How much does it cost to become a Realtor?

It is more expensive to become a Realtor as opposed to a real estate agent. Here are the breakdown of fees I pay for various boards. These will vary on the board you belong to and the state you are in.
  • NAR:   $120 per year
  • NAR:   $35 special assessment per year
  • CAR:    $165 per year
  • GARA: $209.17 per year
  • Total:   $519.17
These fees are separate from any MLS dues and fees that must be paid. As you can see, it is expensive to become a Realtor, but I would never think of being an agent without being a Realtor as well.

Why would buyers and seller prefer to work with a Realtor?

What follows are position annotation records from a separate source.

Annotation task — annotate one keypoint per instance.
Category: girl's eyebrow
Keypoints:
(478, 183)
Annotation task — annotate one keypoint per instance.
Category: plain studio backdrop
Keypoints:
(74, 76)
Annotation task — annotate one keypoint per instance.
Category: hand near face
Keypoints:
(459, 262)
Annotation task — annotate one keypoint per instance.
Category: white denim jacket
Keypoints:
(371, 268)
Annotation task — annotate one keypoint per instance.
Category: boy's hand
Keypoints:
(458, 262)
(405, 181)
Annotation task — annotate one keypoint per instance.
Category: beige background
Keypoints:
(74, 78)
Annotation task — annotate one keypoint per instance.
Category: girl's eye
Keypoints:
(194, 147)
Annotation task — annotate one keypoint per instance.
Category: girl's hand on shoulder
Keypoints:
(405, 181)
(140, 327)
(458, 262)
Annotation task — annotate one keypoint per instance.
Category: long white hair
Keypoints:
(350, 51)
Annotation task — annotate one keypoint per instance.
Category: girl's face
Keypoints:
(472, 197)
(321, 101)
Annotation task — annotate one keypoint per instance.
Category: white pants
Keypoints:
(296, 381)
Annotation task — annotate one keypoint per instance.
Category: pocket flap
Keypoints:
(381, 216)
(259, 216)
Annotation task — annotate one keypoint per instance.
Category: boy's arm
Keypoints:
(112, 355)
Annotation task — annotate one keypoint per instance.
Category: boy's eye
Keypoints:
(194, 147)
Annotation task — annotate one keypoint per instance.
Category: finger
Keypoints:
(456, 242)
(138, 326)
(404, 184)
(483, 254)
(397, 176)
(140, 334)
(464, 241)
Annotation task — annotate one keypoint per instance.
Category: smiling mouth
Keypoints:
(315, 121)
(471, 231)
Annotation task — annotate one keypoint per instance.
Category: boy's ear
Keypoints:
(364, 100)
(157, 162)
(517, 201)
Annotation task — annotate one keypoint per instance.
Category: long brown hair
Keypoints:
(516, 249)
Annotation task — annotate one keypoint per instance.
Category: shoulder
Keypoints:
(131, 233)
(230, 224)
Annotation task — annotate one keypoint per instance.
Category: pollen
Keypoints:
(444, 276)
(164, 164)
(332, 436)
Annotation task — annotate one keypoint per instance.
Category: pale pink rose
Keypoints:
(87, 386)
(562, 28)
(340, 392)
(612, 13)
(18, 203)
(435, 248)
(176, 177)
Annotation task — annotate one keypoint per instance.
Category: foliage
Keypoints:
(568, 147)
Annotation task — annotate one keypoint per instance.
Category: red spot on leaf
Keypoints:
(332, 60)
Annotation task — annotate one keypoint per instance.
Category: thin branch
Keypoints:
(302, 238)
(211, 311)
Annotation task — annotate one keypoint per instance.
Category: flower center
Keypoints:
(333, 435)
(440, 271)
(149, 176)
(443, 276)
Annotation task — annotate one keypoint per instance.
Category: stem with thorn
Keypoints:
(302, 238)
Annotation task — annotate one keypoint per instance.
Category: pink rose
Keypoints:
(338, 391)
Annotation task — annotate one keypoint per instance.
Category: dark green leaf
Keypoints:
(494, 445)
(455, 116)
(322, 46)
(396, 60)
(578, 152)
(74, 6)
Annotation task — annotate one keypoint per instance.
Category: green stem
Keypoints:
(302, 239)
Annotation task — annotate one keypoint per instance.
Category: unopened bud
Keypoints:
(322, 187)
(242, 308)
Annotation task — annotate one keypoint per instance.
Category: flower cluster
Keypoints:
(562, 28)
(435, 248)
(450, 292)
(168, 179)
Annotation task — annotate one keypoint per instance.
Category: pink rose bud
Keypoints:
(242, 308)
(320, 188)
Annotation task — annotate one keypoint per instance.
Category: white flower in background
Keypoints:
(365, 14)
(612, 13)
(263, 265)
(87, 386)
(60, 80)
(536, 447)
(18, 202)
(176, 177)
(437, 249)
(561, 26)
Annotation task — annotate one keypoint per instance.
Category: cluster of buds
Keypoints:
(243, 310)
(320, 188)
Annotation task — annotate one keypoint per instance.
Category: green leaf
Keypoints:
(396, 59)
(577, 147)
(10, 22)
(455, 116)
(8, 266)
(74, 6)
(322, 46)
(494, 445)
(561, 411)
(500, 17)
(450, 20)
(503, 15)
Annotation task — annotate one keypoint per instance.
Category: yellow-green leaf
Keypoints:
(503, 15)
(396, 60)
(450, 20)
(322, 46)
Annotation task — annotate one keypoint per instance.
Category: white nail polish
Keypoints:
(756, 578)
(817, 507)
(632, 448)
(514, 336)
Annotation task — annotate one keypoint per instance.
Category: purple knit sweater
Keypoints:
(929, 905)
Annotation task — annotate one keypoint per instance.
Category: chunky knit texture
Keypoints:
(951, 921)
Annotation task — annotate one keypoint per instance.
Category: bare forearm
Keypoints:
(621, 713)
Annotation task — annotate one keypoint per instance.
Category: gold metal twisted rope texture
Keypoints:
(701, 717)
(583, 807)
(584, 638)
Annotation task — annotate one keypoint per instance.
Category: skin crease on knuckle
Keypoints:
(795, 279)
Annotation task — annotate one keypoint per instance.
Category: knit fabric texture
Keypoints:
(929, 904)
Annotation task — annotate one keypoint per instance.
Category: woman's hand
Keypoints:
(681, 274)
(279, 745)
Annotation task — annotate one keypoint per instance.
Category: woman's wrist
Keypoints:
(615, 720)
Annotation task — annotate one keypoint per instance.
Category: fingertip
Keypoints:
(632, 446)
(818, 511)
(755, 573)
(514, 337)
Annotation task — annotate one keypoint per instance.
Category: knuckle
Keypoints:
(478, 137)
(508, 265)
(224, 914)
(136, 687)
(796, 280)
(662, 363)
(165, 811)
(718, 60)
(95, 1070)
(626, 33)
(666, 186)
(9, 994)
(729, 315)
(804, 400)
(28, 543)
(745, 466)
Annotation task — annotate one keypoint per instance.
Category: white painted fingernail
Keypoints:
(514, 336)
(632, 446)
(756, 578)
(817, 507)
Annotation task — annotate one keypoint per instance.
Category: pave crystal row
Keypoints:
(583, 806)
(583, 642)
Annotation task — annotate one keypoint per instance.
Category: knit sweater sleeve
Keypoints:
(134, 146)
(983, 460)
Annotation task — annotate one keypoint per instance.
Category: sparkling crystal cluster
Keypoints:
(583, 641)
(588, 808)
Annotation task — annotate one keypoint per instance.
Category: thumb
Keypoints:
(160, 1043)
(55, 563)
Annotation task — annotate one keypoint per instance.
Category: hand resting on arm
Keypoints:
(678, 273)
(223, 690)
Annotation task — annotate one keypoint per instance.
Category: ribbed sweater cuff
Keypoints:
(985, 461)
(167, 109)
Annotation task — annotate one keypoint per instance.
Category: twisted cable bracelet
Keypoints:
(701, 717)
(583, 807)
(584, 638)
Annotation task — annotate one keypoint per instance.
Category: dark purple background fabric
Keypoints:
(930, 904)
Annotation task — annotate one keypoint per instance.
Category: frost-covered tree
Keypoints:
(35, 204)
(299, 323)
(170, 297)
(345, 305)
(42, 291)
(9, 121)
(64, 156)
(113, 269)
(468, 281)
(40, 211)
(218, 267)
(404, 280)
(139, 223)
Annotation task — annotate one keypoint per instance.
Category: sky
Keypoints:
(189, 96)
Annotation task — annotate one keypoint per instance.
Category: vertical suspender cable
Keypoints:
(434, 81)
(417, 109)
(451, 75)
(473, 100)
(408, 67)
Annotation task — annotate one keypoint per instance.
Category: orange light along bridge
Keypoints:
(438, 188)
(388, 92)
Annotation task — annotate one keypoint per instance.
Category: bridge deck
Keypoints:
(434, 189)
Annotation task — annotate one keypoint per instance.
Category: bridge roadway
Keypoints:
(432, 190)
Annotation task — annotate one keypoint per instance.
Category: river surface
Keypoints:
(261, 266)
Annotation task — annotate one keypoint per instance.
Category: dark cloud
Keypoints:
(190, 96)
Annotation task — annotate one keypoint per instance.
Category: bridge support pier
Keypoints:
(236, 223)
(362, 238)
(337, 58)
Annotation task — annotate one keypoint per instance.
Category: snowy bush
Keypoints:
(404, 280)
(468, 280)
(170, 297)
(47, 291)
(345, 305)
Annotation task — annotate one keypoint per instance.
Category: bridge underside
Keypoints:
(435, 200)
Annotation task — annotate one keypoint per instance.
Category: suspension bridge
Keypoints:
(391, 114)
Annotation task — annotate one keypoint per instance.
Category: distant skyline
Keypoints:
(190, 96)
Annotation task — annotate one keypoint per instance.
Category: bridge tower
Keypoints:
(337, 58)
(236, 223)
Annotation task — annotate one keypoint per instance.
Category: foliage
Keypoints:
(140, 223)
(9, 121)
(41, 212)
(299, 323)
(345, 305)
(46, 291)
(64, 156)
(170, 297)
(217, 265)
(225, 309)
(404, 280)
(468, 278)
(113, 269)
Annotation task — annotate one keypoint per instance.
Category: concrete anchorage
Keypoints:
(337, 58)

MLS access is the number one benefit of being a Realtor. If you have no access to the MLS, it will be very hard to value properties, find properties for sale or market houses. Besides gaining access to MLS, Realtors are also held to a higher level of ethics.
Below are the pledges a Realtor makes, that a real estate agent is not required to make:
  • Pledge to put the interests of buyers and sellers ahead of their own and to treat all parties honestly.
  • Shall refrain from exaggerating, misrepresenting or concealing material facts; and is obligated to investigate and disclose when situations reasonably warrant.
  • Shall cooperate with other brokers / agents when it is in the best interests of the client to do so.
  • Have a duty to disclose if they represent family members who own or are about to buy real estate, or if they themselves are a principal in a real estate transaction, that they are licensed to sell real estate.
  • Shall not provide professional services in a transaction where the agent has a present or contemplated interest without disclosing that interest.
  • Shall not collect any commissions without the seller’s knowledge nor accept fees from a third-party without the seller’s express consent.
  • Shall refuse fees from more than one party without all parties’ informed consent.
  • Shall not co-mingle client funds with their own.
  • Shall attempt to ensure that all written documents are easy to understand and will give everybody a copy of what they sign.
  • Shall not discriminate in any fashion for any reason on the basis of race, color, religion, sex, handicap, familial status, or national origin.
  • Expects agents to be competent, to conform to standards of practice and to refuse to provide services for which they are unqualified.
  • Must engage in truth in advertising.
  • Shall not practice law unless they are a lawyer.
  • Shall cooperate if charges are brought against them and present all evidence requested.
  • Agree not to bad mouth competition and agree not to file unfounded ethics complaints.
  • Shall not solicit another REALTOR’S client nor interfere in a contractual relationship.
  • Shall submit to arbitration to settle matters and not seek legal remedies in the judicial system.
Realtors are able to market themselves as abiding by these standards, where real estate agents may not have to abide by these standards (depending on state laws).


Becoming a real estate agent is not cheap, it takes money to get your licenses, insurance, and you may have to pay part of your commissions to a broker. Becoming a Realtor is even more expensive, but well worth it if you want to be successful selling homes.